Complications include:

  • Recurrent arthritis (15 to 50%)
  • Chronic arthritis or sacroiliitis
  • Ankylosing spondylitis
  • Urethral stricture
  • Aortic root necrosis
  • Cataracts
  • Cystoid macular edema

What is the prognosis of reactive arthritis?

Reactive arthritis might be self-limiting, frequently recurring, chronic, or progressive. 15 to 50 % of cases include recurrent bouts of arthritis. Chronic arthritis or sacroiliitis occurs in 15–30 % of cases. Repeated attacks over many years are common, & patients sometimes end up with chronic & disabling arthritis, heart disease, amyloid deposits, ankylosing spondylitis, immunoglobulin A nephropathy, cardiac conduction abnormalities, or aortitis with aortic regurgitation. Nevertheless, most people with reactive arthritis can expect to live normal life spans & maintain a near-normal lifestyle with modest adaptations to protect the involved organs.

Patients who are HLA-B27 positive have much more risk of recurrence of reactive arthritis. 15-30% of patients with reactive arthritis can develop long-term arthritis or other joint abnormalities. The presence of hip involvement, unresponsiveness to NSAIDs, & ESR greater than 30 portend a worse outcome.

FAQ (frequently asked questions)

What’s the difference between arthritis and reactive arthritis?

Reactive arthritis is a type of inflammatory arthritis. Unlike other types of inflammatory arthritis, for many people, reactive arthritis lasts a relatively amount of time commonly around three months to a year. Nevertheless, some people find it lasts longer & can have random flare-ups years after they first get it.
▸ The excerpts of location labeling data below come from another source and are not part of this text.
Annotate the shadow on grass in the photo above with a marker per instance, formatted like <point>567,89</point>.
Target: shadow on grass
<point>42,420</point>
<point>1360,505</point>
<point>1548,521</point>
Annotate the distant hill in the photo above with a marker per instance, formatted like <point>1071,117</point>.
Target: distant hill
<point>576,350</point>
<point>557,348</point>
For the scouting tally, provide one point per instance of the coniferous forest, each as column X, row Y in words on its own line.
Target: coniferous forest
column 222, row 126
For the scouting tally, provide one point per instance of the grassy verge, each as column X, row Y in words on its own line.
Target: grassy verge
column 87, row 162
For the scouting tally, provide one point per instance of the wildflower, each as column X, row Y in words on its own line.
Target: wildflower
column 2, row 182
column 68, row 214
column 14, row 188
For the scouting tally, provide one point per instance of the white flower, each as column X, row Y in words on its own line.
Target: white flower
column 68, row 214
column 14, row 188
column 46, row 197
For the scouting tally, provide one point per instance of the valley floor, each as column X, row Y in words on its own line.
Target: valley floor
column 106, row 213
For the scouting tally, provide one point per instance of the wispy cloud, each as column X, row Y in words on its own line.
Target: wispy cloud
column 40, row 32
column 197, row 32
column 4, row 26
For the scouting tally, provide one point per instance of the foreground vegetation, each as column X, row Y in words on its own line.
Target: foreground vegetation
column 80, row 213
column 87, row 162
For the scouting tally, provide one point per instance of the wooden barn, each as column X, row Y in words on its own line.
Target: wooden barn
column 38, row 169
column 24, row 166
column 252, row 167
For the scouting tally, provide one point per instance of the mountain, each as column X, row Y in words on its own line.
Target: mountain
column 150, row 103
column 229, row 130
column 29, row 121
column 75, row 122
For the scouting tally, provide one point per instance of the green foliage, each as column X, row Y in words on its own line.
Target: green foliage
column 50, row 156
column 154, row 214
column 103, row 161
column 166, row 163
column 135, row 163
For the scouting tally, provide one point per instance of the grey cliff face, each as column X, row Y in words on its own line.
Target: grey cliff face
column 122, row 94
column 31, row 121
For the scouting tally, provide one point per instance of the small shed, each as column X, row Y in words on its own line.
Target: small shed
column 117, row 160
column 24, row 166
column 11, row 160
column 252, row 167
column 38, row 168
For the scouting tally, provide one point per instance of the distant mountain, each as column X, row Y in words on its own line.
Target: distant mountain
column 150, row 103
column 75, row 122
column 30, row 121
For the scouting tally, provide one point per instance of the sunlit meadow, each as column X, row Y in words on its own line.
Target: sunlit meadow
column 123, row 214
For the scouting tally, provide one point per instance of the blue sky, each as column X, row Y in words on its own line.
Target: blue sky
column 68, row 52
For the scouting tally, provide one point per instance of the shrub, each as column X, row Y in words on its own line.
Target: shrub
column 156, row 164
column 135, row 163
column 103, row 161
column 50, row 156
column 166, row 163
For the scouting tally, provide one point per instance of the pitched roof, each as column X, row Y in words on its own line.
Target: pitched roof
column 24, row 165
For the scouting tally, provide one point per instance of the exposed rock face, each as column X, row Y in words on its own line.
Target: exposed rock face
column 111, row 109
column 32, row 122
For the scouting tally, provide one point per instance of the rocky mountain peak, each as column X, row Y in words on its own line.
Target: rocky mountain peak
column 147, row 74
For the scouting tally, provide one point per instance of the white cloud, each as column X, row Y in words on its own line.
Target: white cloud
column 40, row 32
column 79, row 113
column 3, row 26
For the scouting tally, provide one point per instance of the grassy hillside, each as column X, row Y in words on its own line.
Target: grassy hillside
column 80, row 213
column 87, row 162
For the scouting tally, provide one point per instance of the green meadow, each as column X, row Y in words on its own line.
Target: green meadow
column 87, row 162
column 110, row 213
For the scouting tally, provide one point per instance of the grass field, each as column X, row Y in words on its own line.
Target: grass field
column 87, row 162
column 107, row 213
Does reactive arthritis ever go away?

There’s no cure for reactive arthritis, but the disease is usually temporary & treatment can help to relieve symptoms. Most patients will make a full recovery in about six months, although around one in five cases lasts a year or more, & a small number of patients experience long-term joint problems.

What aggravates reactive arthritis?

Reactive arthritis is joint pain & swelling triggered by an infection in another part of the body most frequently the intestines, genitals, or urinary tract.

Why is reactive arthritis worse at night?

In patients with rheumatoid arthritis, the body releases less of the anti-inflammatory chemical cortisol at night, increasing inflammation-related pain.